Die Hitze brachte sogar das Equipment des Drummers zum Explodieren, aber Philipp Fankhauser und Band spielten bis zur Hitze-Pause begeisternd weiter.

Mit dem eigens für die Konzerte gebrauten Blues-Bier genossen viele draussen den Sommerabend. Philipp Fankhauser hingegen stand bereits hinter seinem Verkaufswagen, wo er persönlich Eistee ausschenkte. 

Persönliche Erinnerungen

Persönlich waren auch viele seiner Erinnerungen, die er nach der Pause zu einigen Liedern mit dem Publikum teilte. Berührende Momente, aber auch komische Situationen. So schilderte er seine Erlebnisse mit dem Truber Gemeindepräsidenten Peter Aeschlimann, der ihm sowohl vor vier Jahren einen Rüffel beim Parkieren erteilte wie auch dieses Jahr, als er mit einem Zürcher Nummernschild forsch vors Haus fuhr. Unter viel Gelächter begrüsste dann dieser Gemeindepräsident persönlich das Publikum und dankte Margreth und Samuel Fankhauser vom Mühlehof für das Organisieren der Anlässe.

Sonnenblumen fürs Konzert

Eigentlich hätten sie ja nach 2014 geschworen, nie mehr einen so aufwändigen Anlass wie ein Konzert von Philipp Fankhauser zu organisieren, erzählte Gastgeber Samuel Fankhauser. «Aber Margreth, meine Frau, war wieder voll motiviert für weitere Konzerte.»

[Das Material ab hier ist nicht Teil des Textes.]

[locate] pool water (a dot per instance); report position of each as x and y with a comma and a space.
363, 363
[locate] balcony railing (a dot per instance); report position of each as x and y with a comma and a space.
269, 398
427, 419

Auch die Nachbarn und der Rest der 60 Helferinnen und Helfer hätten ein grosses Lob verdient. «Eine Nachbarin hat im Mai extra Sonnenblumen für die Dekoration des heutigen Anlasses gesät», sagte Samuel Fankhauser weiter.

Das Konzert endete kurz vor Mitternacht nach mehreren Zugaben – und mit einer Zusage von Philipp Fankhauser. Er und sein Bruder seien bereit, für die nächsten Truber Konzerte im OK mitzumachen.